Numerical simulations have also been performed to examine the structure of the Milky Way, by comparing l - v maps of simulations with those observed (Wada, 1994, Fux, 1999, Englmaier & Gerhard, 1999, Rodriguez-Fernandez & Combes, 2008, Baba et al., 2010, Dobbs & Burkert, 2012, Pettitt et al., 2014). Dobbs & Burkert (2012) showed that the nearest spiral arm, in their instance from adopting a symmetric m = 2 spiral, likely corresponds to the 'molecular ring'. However generally it is difficult to reproduce the outer Milky Way with logarithmic spirals (Englmaier & Gerhard, 1999, Pettitt et al., 2014). Fitting the l - v map from a simulation of a bar and dynamic spiral arms appears more successful (Baba et al., 2010). Baba et al. (2009) also analysed the velocities of gas and young stars from N-body+hydrodynamical simulations, and concluded that the high peculiar (non-circular) velocities they obtain, in general agreement with those observed in the Galaxy, arise from dynamic rather than stationary spiral arms.
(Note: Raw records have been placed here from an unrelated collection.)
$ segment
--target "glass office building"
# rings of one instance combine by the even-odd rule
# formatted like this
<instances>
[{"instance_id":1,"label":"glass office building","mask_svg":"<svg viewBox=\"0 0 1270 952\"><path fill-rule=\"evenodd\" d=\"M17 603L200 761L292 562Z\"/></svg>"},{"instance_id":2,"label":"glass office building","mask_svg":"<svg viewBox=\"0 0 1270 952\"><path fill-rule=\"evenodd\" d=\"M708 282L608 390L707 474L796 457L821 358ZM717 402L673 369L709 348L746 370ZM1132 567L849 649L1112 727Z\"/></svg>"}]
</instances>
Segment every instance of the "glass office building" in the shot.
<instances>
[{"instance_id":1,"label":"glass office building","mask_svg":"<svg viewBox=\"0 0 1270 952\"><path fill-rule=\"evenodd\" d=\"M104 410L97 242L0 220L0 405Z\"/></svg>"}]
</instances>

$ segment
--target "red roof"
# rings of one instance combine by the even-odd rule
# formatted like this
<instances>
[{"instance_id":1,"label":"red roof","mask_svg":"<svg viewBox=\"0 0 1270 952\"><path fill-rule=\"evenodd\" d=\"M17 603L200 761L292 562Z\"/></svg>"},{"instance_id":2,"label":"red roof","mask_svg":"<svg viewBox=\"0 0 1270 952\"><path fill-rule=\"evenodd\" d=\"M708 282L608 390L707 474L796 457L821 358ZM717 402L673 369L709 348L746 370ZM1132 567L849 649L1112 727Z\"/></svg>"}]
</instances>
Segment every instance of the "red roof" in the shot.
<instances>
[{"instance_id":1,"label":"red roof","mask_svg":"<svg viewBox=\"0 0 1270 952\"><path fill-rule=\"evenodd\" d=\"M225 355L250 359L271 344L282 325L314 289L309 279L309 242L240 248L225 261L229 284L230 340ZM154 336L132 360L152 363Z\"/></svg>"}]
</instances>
Generally, the spiral pattern remains uncertain for the Milky Way, particularly as little is known about the spiral structure on the other side of the Galactic Center. There is also no conclusive observational evidence yet on the nature of the dynamics of the spiral arms. The Very Long Baseline Interferometer (VLBI) astrometry (e.g., VERA; Honma, 2013), as well as future space missions for infrared astrometry GAIA (Perryman et al., 2001) and JASMINE (Gouda, 2012), may well be able to provide a better indication of the nature of the spiral structure of our Galaxy.
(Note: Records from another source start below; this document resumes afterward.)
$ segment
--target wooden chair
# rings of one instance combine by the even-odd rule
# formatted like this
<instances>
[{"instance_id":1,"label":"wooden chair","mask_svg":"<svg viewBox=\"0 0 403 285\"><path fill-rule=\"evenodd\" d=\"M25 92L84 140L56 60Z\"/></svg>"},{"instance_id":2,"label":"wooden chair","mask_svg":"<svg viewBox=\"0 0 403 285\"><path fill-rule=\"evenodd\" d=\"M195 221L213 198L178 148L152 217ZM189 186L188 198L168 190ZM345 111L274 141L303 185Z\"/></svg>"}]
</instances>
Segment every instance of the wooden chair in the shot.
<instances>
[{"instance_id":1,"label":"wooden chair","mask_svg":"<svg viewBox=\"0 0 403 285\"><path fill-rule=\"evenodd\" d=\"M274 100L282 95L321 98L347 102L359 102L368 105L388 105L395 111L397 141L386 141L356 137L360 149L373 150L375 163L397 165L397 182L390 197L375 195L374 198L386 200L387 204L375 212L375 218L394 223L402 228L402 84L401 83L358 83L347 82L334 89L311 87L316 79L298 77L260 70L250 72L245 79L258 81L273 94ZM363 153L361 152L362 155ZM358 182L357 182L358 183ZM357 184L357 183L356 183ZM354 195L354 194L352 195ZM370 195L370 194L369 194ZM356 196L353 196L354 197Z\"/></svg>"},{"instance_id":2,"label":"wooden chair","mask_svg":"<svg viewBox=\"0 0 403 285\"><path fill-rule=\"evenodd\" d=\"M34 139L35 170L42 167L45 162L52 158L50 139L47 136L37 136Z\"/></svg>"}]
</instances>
4.7. Spiral arm triggering of star formation
A related question to the inducement of spiral arms in galaxies is whether the spiral arms induce star formation. This possibility has been considered in the quasi-stationary density wave picture, where the spiral arms induce a shock in the gas, thus raising the gas to the densities where it becomes molecular and self gravitating (Fujimoto, 1968, Roberts, 1969). In this scenario, the star formation is significantly higher with the presence of spiral shocks than it would be in a galaxy with no, or weak spiral arms. Some evidence in support of spiral arm triggering is observations by Seigar & James (2002), that show a correlation between arm strength and star formation. However other work suggests there is no difference in the star formation rate between grand design and flocculent galaxies (Elmegreen & Elmegreen, 1986, Stark et al., 1987, Foyle et al., 2011, Eden et al., 2012). Instead, the spiral arms are supposed merely to gather gas which would anyway form stars, into the spiral arms (Vogel et al., 1988), with the increase in gas densities and star formation in the arms offset by lower values in the inter arm regions. Numerical simulations support this picture (Dobbs et al., 2011), finding only a factor of ∼ 2 increase with spiral arms compared to without. The act of the spiral arms simply gathering up gas is also consistent with the picture of shocks being highly dynamic, and intermittent, as described in Section 3.5.2. However there is a tendency to form more massive clouds, and more stable clouds in the spiral arms, which may well lead to higher star formation rates in stronger spiral arms (Dobbs et al., 2011).